5- He Maintained a Deep Suspicion of Educational Authority
Too many teachers, even in our day, feel you should believe what they say because, “I said so.” While they claim that “thinking for yourself” is part of the curriculum, their own biases and the school system’s structure discourage independent thought.
6- Einstein Nourished a “Radical Inquiring Attitude”
A Chinese proverb reads, “He who asks a question is a fool for five minutes; he who does not ask a question remains a fool forever.” True learning requires exploring assumptions and other facts that many take for granted.

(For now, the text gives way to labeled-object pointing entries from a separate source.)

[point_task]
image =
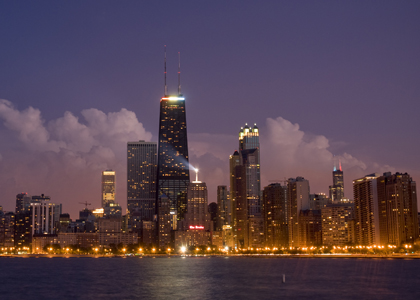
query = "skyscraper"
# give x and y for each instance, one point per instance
(173, 168)
(249, 146)
(297, 200)
(337, 188)
(223, 207)
(108, 188)
(275, 216)
(366, 210)
(141, 179)
(397, 201)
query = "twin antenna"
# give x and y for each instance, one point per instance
(179, 73)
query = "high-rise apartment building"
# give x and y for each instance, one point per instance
(297, 200)
(246, 189)
(397, 201)
(141, 179)
(337, 188)
(336, 227)
(223, 207)
(43, 217)
(108, 188)
(366, 210)
(173, 167)
(275, 216)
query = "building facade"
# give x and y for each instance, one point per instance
(141, 179)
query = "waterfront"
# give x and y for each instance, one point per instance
(208, 278)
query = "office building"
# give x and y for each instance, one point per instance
(337, 188)
(397, 201)
(223, 207)
(275, 216)
(108, 188)
(297, 200)
(173, 168)
(141, 179)
(366, 210)
(336, 225)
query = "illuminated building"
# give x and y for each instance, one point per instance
(141, 179)
(318, 201)
(108, 188)
(397, 200)
(249, 146)
(197, 213)
(196, 226)
(23, 203)
(366, 210)
(336, 225)
(43, 217)
(310, 228)
(275, 216)
(223, 207)
(297, 200)
(23, 229)
(337, 188)
(234, 161)
(7, 229)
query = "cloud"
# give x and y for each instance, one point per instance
(64, 157)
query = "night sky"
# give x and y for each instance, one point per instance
(80, 79)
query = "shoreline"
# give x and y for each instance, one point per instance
(325, 256)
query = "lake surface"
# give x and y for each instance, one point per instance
(208, 278)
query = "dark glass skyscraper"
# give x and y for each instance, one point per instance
(173, 166)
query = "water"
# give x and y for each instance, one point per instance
(208, 278)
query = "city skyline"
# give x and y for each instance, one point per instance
(80, 131)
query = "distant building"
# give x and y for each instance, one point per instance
(397, 201)
(43, 217)
(336, 225)
(141, 179)
(297, 200)
(223, 207)
(108, 188)
(366, 210)
(310, 228)
(7, 230)
(337, 188)
(318, 201)
(275, 216)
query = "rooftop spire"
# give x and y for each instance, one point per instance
(166, 88)
(179, 73)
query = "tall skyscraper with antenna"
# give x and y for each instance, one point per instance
(173, 167)
(337, 188)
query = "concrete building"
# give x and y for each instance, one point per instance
(397, 201)
(141, 179)
(275, 216)
(366, 210)
(108, 188)
(297, 200)
(336, 225)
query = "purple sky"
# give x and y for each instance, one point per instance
(320, 78)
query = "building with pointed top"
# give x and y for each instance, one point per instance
(172, 167)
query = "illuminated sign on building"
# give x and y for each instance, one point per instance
(196, 227)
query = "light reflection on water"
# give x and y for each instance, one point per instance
(208, 278)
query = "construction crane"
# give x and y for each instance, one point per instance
(85, 203)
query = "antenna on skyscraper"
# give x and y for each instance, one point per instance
(179, 73)
(164, 65)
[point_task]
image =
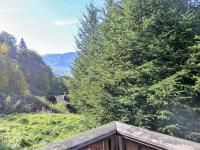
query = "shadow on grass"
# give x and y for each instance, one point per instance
(3, 146)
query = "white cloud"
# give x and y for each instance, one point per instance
(65, 22)
(10, 10)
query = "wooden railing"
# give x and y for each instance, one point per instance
(120, 136)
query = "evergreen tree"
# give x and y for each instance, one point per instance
(141, 67)
(22, 44)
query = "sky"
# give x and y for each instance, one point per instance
(47, 26)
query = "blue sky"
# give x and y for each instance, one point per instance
(48, 26)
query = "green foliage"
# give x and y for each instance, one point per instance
(139, 63)
(26, 131)
(23, 71)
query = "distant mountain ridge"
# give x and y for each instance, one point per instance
(60, 63)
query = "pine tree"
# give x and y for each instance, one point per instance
(22, 44)
(141, 67)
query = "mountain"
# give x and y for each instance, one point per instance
(23, 71)
(60, 63)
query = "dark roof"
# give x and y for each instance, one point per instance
(136, 134)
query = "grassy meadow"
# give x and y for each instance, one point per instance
(31, 131)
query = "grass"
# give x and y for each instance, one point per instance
(31, 131)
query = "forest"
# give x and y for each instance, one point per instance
(138, 63)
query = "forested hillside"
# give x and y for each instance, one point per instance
(139, 62)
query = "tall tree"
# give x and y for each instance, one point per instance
(22, 44)
(144, 69)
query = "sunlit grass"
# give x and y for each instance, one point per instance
(30, 131)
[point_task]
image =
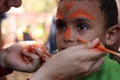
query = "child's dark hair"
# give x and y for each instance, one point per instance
(110, 11)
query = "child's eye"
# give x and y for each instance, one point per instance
(82, 26)
(61, 26)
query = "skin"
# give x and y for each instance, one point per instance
(10, 57)
(83, 23)
(5, 5)
(69, 63)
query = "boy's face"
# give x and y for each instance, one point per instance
(78, 19)
(5, 5)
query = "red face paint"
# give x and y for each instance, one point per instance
(68, 5)
(67, 33)
(81, 13)
(59, 15)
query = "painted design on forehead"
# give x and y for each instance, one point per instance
(67, 33)
(59, 15)
(68, 5)
(81, 13)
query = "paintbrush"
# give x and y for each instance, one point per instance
(102, 48)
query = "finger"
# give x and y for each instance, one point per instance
(88, 45)
(14, 3)
(96, 66)
(34, 63)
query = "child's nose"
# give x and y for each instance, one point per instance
(68, 35)
(14, 3)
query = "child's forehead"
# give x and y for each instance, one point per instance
(70, 6)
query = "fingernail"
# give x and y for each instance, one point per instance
(95, 41)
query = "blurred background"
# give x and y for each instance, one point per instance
(31, 21)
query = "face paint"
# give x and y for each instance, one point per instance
(67, 33)
(81, 13)
(59, 15)
(69, 5)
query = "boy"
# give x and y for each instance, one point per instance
(87, 20)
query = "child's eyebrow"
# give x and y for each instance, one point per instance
(80, 20)
(81, 13)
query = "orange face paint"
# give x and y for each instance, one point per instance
(68, 5)
(81, 13)
(67, 33)
(59, 15)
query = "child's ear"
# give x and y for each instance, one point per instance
(112, 35)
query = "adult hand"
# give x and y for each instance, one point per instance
(75, 61)
(13, 57)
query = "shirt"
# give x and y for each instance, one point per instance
(110, 70)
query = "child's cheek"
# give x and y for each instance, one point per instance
(67, 33)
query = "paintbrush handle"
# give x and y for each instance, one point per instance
(102, 48)
(110, 51)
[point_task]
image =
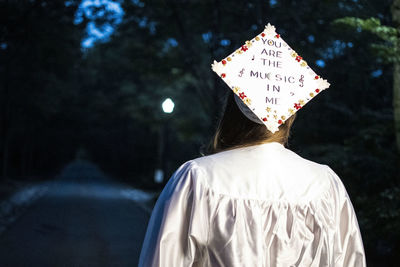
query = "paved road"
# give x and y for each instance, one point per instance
(84, 220)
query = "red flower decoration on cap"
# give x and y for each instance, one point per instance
(297, 106)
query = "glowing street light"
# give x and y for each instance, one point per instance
(168, 105)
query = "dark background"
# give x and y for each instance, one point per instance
(89, 78)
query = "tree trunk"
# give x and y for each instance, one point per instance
(396, 76)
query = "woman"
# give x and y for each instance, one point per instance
(252, 202)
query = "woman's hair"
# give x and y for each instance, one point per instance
(236, 130)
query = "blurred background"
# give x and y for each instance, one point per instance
(101, 92)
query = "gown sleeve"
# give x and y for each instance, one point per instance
(178, 227)
(348, 245)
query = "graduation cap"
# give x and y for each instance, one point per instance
(270, 80)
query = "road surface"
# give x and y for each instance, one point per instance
(84, 219)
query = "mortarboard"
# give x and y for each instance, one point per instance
(270, 80)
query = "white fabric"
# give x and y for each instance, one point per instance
(246, 111)
(262, 205)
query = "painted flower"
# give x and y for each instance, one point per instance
(297, 106)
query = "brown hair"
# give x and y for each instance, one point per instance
(236, 130)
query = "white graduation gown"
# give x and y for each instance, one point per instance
(262, 205)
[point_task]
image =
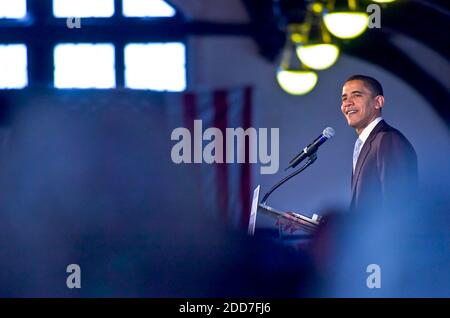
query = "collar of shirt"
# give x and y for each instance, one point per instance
(366, 132)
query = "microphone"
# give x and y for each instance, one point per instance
(312, 147)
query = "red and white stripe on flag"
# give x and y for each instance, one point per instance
(226, 187)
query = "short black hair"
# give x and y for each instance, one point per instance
(373, 84)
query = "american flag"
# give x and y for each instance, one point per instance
(226, 186)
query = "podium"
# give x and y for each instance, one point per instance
(288, 220)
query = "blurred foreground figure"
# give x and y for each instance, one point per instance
(94, 185)
(405, 254)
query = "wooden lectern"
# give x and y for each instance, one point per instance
(288, 220)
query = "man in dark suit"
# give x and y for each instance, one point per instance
(384, 162)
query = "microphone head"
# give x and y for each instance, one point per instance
(328, 132)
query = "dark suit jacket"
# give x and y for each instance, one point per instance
(385, 175)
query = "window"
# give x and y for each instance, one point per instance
(156, 66)
(83, 8)
(13, 9)
(147, 8)
(84, 66)
(13, 66)
(138, 44)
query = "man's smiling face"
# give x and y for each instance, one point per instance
(359, 106)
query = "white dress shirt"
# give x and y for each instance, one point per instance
(362, 139)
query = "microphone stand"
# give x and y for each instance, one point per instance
(310, 161)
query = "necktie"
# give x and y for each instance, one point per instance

7- Einstein Designed His Own Curriculum
He had friends at the university take notes in class for him while he was away reading his preferred “extracurricular” books or journals on physics and mathematics.
8- He Relied on Faith to Learn
Einstein’s faith was that by inquiry and discipline you could learn things about invisible objects or phenomena. His “God” was not arbitrary and conformed to natural, discoverable laws.
9- He Avoided Preoccupation with Trivial Things in Life
How much time would Einstein spend on YouTube or Facebook if he were around today? His mind reverted consistently to “exploring and understanding the physical world.” What do you think about when you have nothing else to think about? Einstein’s discoveries didn’t come easily; they came from discipline!
10- Einstein Was an Autodidact
As one biographer (Ronald W. Clark) wrote, he “found his real education elsewhere, in his own time.” Schooling provided the basic building blocks of language and concepts, but Einstein’s initiative took his learning far beyond the limits of academics. So we see that Einstein maintained a habit of making his own decisions about what he would read and study. He didn’t let other people make those decisions for him.
How can you apply these principles and attitudes about learning to your own situation? How can Einstein’s habits help you improve your career, grow your business, and enhance your marketable skills?
1) Einstein, The Life & Times: An Illustrated Biography by Ronald W. Clark. 1995 Edition.
2) Ideas and Opinions by Albert Einstein. Edited by Cal Seelig. 1954, 1982.